In the sense that he’d find excuses to hang out with your brother in your family home just to get a glimpse of you. In a sense that his mind would be filled with interactions he’d wish he’d get to have with you — endless conversations of trying to get to know each other. In a sense where he’d unconsciously try to be in the same room as you, hold your gaze longer than a second, and be hopeless.
And so he let the idea fester. He let it germinate in the dark corners of his mind until it was a full-grown, clawing need. Until every time he knocked on your family’s door it wasn’t to see his friend but to see you.
Until he realized it wasn’t just that he wanted you, but that he wanted to be wanted by you.
So there he was one night, in your living room, your brother having wandered out to the garage to grab something he forgot.
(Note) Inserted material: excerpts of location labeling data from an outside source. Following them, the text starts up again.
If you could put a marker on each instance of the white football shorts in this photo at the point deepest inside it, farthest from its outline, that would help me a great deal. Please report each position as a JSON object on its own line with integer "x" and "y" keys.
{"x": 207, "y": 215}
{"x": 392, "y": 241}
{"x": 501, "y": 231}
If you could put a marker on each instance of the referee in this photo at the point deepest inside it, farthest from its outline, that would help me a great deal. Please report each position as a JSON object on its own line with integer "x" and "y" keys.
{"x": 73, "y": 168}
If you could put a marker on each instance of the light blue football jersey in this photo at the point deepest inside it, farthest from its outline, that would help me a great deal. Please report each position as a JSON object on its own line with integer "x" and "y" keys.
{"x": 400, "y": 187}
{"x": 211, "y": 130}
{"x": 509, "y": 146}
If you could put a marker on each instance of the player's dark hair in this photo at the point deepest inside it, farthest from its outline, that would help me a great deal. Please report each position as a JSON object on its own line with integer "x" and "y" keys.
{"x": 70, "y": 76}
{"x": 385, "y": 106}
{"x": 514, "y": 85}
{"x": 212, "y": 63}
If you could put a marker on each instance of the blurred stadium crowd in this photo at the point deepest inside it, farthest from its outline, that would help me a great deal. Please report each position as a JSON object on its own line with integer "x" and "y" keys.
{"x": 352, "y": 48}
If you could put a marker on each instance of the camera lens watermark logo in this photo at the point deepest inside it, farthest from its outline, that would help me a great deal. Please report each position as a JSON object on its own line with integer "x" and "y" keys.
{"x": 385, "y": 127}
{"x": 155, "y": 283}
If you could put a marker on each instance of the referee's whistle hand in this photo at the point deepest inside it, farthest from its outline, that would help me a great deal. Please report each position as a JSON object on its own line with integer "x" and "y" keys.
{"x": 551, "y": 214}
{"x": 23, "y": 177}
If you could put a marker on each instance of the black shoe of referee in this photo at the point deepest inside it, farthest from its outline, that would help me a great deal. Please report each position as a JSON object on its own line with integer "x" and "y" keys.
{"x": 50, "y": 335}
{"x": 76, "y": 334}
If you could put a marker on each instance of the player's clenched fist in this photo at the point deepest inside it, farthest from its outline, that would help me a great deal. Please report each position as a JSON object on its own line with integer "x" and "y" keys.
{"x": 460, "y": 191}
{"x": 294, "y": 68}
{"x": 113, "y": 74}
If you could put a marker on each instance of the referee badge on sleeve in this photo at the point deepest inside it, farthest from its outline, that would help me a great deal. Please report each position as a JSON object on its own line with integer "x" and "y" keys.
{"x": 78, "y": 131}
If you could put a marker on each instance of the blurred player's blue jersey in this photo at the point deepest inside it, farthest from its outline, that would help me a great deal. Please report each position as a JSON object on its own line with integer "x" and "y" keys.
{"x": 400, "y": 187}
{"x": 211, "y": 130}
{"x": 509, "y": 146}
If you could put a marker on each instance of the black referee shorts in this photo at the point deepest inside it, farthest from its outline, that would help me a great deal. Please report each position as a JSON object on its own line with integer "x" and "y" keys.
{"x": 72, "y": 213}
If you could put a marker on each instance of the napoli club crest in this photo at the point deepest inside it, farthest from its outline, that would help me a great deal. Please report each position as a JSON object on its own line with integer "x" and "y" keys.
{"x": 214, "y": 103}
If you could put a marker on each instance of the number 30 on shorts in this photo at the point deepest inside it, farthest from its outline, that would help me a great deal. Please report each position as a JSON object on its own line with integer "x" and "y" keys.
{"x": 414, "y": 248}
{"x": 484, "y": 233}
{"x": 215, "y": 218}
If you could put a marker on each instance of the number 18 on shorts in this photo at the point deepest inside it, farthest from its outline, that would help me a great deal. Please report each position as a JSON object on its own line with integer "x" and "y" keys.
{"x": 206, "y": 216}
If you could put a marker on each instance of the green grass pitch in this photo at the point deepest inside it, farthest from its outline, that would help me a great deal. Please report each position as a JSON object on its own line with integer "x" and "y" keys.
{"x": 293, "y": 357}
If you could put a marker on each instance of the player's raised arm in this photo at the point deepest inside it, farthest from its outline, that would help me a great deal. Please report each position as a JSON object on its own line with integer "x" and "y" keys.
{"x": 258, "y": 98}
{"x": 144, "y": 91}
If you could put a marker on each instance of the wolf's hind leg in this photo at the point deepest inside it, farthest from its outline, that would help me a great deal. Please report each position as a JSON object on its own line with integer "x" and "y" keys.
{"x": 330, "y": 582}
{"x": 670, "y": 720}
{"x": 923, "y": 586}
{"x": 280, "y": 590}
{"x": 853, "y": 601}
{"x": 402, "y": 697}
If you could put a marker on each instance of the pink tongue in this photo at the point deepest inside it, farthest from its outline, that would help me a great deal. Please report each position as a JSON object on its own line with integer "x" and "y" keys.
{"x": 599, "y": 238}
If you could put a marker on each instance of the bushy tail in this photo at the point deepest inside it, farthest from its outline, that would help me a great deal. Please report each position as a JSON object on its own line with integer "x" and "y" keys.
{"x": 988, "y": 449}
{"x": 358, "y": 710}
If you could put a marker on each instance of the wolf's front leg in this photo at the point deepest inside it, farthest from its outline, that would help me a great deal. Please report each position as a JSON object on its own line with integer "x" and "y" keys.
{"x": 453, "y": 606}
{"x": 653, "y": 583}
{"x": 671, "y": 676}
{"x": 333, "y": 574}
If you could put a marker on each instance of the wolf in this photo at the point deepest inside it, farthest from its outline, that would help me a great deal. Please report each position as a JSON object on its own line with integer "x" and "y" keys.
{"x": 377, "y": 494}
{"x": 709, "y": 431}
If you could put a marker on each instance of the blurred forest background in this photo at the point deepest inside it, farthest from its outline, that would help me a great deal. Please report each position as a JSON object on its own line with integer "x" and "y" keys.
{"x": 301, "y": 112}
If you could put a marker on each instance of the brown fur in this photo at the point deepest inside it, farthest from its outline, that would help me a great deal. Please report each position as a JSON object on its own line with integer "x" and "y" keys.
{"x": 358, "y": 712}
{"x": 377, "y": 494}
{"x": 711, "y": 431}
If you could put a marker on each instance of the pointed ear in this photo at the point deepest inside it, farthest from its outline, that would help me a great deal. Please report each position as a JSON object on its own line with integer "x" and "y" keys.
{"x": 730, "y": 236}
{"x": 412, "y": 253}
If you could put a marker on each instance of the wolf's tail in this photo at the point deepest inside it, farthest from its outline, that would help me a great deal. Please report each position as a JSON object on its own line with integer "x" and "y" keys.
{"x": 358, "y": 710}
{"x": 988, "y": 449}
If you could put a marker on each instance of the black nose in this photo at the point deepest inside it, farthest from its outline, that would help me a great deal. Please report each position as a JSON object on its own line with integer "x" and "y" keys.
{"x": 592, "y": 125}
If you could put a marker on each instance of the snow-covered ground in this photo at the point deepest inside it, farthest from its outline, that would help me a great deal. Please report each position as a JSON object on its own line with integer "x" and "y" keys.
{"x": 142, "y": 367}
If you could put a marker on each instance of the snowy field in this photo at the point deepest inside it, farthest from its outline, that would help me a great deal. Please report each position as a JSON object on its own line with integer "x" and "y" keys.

The silence between you and him was an animal breathing quietly between them, watching, waiting.
There was a strange sort of silence between the two of you as he glanced, only to see you busying yourself with your own phone. Figures, he thinks. You’ve always been the type to keep things to yourself.
He shifts on the other couch, drumming his fingers along the armrest, trying and desperately failing to seem as nonchalant as he felt the moment become more tense. Admittedly, he didn't mind the silence.
But he was sick of pretending that he didn't care.
“So,” He spoke up, gazing at you. “You seeing anyone these days?”
It’s a poor attempt to mask his intentions. Desire dressed in curiosity. Then he shrugged, tone turning almost and even more amused.
“Don't tell your brother I said this but I figured I should know if someone’s already planning to make a move on you.”